SANTANDER, 22 Ene. (EUROPA PRESS) -

Una investigación iniciada en el mes de diciembre por la Policía Nacional, en colaboración con la Oficina de Extranjeros de la Delegación del Gobierno, ha derivado hasta el momento en la detención de 25 personas por un delito de tráfico irregular de personas, la propuesta de extinción de un gran número de tarjetas concedidas con documentación fraudulenta y la anulación de las que se encontraban en trámite.

La investigación de esta trama se inicia en la Oficina de Documentación de Extranjeros, donde llaman la atención numerosas solicitudes en las que se observaba un "patrón común": parejas formadas por ciudadanos de Marruecos, de los que no había constancia de que hubieran estado en España y que solicitaban tarjetas de residencia por su supuesta condición de familiares comunitarios, y mujeres en su mayoría de origen latinoamericano y nacionalizadas españolas.

Todos ellos estaban empadronados en el mismo ayuntamiento y les constaba que trabajaban para los mismos empleadores.

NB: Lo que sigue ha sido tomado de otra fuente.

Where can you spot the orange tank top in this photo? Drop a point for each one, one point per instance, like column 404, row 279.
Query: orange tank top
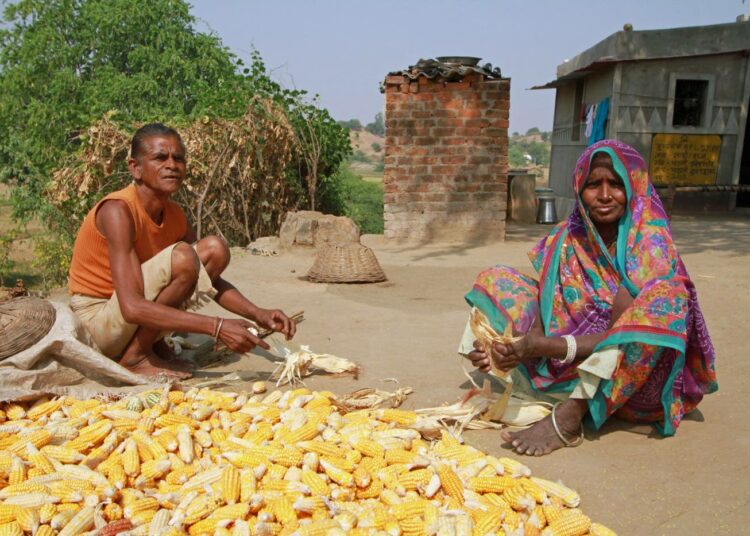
column 90, row 272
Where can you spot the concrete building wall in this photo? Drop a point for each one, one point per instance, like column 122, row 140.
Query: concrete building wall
column 446, row 158
column 642, row 106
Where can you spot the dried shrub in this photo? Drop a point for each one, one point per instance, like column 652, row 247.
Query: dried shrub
column 237, row 183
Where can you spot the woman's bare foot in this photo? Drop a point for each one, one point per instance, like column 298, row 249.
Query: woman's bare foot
column 541, row 438
column 162, row 349
column 153, row 366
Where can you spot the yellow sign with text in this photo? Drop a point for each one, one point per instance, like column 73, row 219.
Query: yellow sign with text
column 684, row 159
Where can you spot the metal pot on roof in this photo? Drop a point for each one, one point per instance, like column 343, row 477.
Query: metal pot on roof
column 467, row 61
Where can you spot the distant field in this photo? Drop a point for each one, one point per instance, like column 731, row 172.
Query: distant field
column 20, row 250
column 374, row 177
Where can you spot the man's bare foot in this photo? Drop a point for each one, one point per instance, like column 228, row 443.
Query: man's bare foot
column 162, row 349
column 541, row 438
column 153, row 366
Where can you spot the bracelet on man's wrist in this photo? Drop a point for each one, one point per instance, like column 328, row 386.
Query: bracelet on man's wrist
column 570, row 354
column 216, row 335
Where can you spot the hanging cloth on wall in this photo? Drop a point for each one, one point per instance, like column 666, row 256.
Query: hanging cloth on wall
column 590, row 112
column 600, row 118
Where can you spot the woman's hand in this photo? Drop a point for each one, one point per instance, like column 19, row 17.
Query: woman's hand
column 509, row 356
column 236, row 334
column 276, row 320
column 479, row 358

Ante estas coincidencias, el Grupo Operativo de Extranjeros comienza una investigación que se ha dilatado hasta el pasado lunes.

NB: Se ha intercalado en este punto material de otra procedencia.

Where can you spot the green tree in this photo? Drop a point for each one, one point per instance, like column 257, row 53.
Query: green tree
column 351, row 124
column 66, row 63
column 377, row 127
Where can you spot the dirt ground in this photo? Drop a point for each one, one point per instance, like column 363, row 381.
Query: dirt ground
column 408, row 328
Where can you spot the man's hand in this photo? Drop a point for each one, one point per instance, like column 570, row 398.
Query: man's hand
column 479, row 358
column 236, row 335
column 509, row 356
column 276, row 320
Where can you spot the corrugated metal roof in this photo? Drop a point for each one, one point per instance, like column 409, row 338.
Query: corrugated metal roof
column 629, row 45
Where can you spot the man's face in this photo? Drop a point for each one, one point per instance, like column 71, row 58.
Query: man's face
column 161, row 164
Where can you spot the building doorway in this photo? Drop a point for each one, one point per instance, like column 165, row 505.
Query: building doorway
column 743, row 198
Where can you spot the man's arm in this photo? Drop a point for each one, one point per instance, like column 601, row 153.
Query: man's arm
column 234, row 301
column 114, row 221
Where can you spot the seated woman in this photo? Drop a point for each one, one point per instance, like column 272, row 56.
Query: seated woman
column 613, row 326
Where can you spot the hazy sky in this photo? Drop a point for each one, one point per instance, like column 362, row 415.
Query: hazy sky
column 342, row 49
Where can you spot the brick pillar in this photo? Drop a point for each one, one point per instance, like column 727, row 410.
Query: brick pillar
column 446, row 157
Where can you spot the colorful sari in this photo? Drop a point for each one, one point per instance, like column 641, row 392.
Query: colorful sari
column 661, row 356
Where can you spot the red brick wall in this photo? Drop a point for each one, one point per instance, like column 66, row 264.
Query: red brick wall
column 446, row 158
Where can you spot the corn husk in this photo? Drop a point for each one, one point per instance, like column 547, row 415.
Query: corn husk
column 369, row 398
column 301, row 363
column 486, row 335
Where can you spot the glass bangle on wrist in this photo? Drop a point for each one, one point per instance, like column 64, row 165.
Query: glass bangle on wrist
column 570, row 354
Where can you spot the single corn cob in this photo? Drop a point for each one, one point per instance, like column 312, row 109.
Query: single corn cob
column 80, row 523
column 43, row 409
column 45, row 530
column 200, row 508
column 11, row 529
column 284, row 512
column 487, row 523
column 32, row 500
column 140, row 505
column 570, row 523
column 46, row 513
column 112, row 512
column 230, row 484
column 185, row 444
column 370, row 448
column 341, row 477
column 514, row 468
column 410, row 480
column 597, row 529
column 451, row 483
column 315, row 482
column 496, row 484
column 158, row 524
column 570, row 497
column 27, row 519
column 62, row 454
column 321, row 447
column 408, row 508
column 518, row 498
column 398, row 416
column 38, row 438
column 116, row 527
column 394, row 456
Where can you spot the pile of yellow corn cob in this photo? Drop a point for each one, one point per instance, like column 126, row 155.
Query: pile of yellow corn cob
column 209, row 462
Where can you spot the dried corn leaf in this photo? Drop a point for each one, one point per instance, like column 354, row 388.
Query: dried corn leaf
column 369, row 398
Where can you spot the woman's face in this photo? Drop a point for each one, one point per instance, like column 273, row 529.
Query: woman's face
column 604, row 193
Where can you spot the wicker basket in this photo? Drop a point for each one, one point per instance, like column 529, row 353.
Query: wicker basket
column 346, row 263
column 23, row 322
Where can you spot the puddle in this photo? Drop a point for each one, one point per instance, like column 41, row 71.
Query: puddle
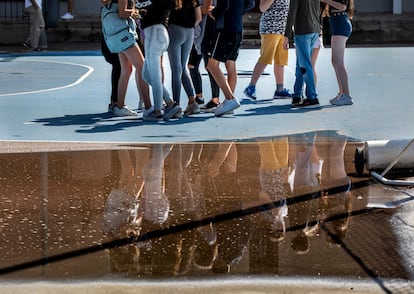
column 275, row 209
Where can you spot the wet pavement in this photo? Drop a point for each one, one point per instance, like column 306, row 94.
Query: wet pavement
column 266, row 200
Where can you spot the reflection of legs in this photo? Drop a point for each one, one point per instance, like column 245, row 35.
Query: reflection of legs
column 156, row 203
column 273, row 181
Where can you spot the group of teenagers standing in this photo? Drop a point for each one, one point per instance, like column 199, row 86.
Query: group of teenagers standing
column 170, row 26
column 211, row 30
column 282, row 19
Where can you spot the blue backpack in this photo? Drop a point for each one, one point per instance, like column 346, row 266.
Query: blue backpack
column 119, row 33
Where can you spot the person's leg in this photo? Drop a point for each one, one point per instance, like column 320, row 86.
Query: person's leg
column 176, row 34
column 213, row 66
column 185, row 54
column 338, row 44
column 231, row 74
column 126, row 69
column 267, row 50
column 194, row 68
column 280, row 61
column 304, row 44
column 113, row 59
column 206, row 48
column 314, row 56
column 135, row 56
column 156, row 42
column 37, row 25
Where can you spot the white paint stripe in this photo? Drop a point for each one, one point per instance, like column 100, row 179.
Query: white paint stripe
column 78, row 81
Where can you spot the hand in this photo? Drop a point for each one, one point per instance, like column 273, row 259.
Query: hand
column 286, row 43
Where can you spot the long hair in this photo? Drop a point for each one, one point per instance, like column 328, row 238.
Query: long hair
column 351, row 9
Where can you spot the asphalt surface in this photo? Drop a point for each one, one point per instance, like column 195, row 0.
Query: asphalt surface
column 62, row 95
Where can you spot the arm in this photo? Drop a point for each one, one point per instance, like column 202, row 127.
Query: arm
column 336, row 5
column 265, row 4
column 198, row 15
column 207, row 6
column 124, row 11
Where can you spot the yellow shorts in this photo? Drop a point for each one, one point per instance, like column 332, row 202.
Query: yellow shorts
column 271, row 50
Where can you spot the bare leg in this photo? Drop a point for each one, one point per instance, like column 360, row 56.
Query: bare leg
column 135, row 56
column 126, row 69
column 257, row 71
column 213, row 67
column 231, row 74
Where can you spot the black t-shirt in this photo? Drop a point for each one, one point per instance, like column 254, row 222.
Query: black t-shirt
column 156, row 12
column 185, row 15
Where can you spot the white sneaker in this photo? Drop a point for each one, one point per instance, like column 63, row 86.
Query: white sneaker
column 227, row 106
column 192, row 108
column 342, row 100
column 67, row 16
column 124, row 111
column 149, row 115
column 141, row 106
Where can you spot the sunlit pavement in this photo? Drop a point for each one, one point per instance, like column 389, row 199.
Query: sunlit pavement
column 265, row 200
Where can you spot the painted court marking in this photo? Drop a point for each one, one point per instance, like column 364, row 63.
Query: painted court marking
column 78, row 81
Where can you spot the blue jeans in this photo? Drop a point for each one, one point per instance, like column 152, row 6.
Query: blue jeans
column 304, row 70
column 181, row 41
column 156, row 43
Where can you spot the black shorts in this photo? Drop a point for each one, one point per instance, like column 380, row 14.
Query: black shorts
column 226, row 46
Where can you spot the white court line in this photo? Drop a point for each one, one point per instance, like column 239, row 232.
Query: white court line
column 78, row 81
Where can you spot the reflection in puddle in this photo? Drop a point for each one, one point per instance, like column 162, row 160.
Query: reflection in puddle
column 283, row 207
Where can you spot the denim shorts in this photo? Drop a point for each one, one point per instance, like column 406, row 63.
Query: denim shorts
column 340, row 25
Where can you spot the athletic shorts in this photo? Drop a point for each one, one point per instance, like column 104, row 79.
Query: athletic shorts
column 271, row 49
column 226, row 46
column 340, row 25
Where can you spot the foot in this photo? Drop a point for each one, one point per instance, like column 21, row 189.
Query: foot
column 210, row 106
column 250, row 92
column 342, row 100
column 227, row 106
column 124, row 111
column 192, row 108
column 309, row 103
column 284, row 94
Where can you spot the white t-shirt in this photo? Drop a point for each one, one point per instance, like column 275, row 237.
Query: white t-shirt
column 28, row 3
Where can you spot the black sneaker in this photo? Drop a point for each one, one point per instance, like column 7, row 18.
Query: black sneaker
column 296, row 101
column 209, row 107
column 309, row 103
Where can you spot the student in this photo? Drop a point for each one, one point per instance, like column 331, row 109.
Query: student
column 181, row 25
column 304, row 17
column 154, row 24
column 229, row 24
column 128, row 58
column 205, row 44
column 340, row 13
column 271, row 28
column 37, row 23
column 69, row 14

Presuntamente, ellos esperaban fuera del territorio nacional a que se les asignará una pareja, luego viajaban a Cantabria y realizaban los trámites para la obtención de la tarjeta de residencia, que una vez conseguida, servía para residir y trabajar legalmente en Francia, siendo difícil de comprobar su situación de residencia por parte de las autoridades francesas.

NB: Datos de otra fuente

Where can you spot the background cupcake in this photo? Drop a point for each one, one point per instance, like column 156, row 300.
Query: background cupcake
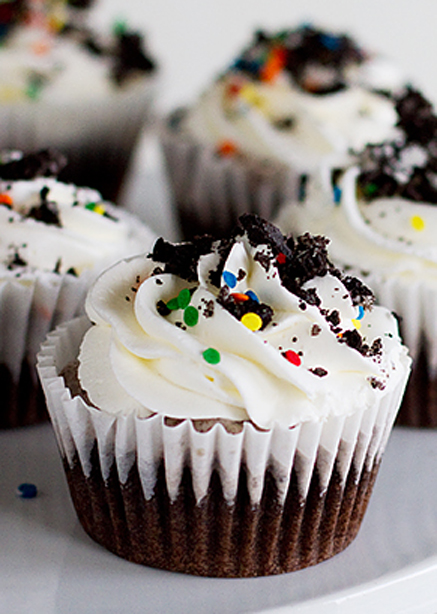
column 228, row 421
column 66, row 85
column 290, row 101
column 381, row 218
column 54, row 239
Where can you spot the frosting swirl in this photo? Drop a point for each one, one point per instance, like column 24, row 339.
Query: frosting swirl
column 48, row 225
column 256, row 328
column 299, row 97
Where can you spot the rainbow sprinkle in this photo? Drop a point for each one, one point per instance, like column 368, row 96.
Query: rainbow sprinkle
column 211, row 356
column 252, row 321
column 417, row 222
column 229, row 278
column 293, row 357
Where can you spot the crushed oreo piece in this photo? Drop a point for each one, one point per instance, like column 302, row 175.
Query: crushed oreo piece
column 376, row 383
column 181, row 258
column 129, row 57
column 15, row 261
column 45, row 163
column 406, row 167
column 359, row 292
column 46, row 212
column 315, row 59
column 319, row 371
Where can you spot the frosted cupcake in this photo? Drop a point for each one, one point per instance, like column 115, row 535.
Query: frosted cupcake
column 54, row 240
column 64, row 85
column 382, row 220
column 290, row 101
column 225, row 415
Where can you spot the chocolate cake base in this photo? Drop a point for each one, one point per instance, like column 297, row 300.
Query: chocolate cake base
column 23, row 403
column 215, row 538
column 419, row 406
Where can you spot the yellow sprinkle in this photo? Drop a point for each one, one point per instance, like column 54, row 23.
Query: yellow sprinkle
column 251, row 96
column 99, row 209
column 252, row 321
column 417, row 222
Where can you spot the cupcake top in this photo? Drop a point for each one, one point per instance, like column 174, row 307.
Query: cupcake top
column 299, row 96
column 257, row 327
column 381, row 214
column 47, row 225
column 49, row 53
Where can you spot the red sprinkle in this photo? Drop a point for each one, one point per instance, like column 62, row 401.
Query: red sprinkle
column 292, row 357
column 5, row 199
column 233, row 89
column 227, row 148
column 239, row 297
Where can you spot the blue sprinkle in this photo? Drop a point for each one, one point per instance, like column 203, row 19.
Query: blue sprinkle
column 302, row 188
column 330, row 42
column 27, row 491
column 250, row 66
column 229, row 279
column 251, row 294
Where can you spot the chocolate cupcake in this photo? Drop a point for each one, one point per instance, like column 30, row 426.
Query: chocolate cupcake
column 382, row 220
column 65, row 85
column 226, row 412
column 54, row 240
column 292, row 100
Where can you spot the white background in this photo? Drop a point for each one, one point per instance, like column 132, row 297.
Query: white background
column 47, row 563
column 194, row 40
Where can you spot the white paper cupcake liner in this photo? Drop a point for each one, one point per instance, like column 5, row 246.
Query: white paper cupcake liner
column 127, row 440
column 32, row 304
column 210, row 191
column 97, row 137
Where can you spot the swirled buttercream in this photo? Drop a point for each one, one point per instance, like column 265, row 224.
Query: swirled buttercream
column 259, row 328
column 299, row 97
column 49, row 53
column 51, row 226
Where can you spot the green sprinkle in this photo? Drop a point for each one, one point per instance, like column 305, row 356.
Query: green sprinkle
column 173, row 304
column 211, row 356
column 371, row 188
column 33, row 91
column 184, row 298
column 191, row 316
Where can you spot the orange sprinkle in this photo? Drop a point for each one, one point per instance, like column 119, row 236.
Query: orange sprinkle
column 233, row 89
column 274, row 64
column 5, row 199
column 227, row 148
column 239, row 297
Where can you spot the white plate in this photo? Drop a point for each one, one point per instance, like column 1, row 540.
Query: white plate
column 49, row 565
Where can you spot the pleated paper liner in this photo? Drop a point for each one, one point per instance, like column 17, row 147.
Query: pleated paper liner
column 32, row 304
column 215, row 503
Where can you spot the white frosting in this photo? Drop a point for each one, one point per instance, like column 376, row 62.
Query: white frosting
column 136, row 360
column 324, row 126
column 386, row 236
column 65, row 69
column 87, row 237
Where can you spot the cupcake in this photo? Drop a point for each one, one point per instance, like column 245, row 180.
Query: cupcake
column 381, row 218
column 226, row 412
column 67, row 86
column 54, row 240
column 291, row 100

Con el ciudadano marroquí, que era el que captaba a sus compatriotas, colaboraba una mujer de origen ecuatoriano, que se encargaba de buscar entre el círculo de personas venidas desde su país de origen, a chicas nacionalizadas como ella, "dispuestas a ganar dinero fácil y rápidamente". Las ofrecían unos 3.000 euros, por permanecer inscritas en el Registro de parejas de hecho durante al menos tres años.

También buscaba a los empleadores que les hicieran un contrato laboral ficticio, que justificara en el caso de las mujeres nacionales, que tenían capacidad económica para hacerse cargo de su pareja extranjera.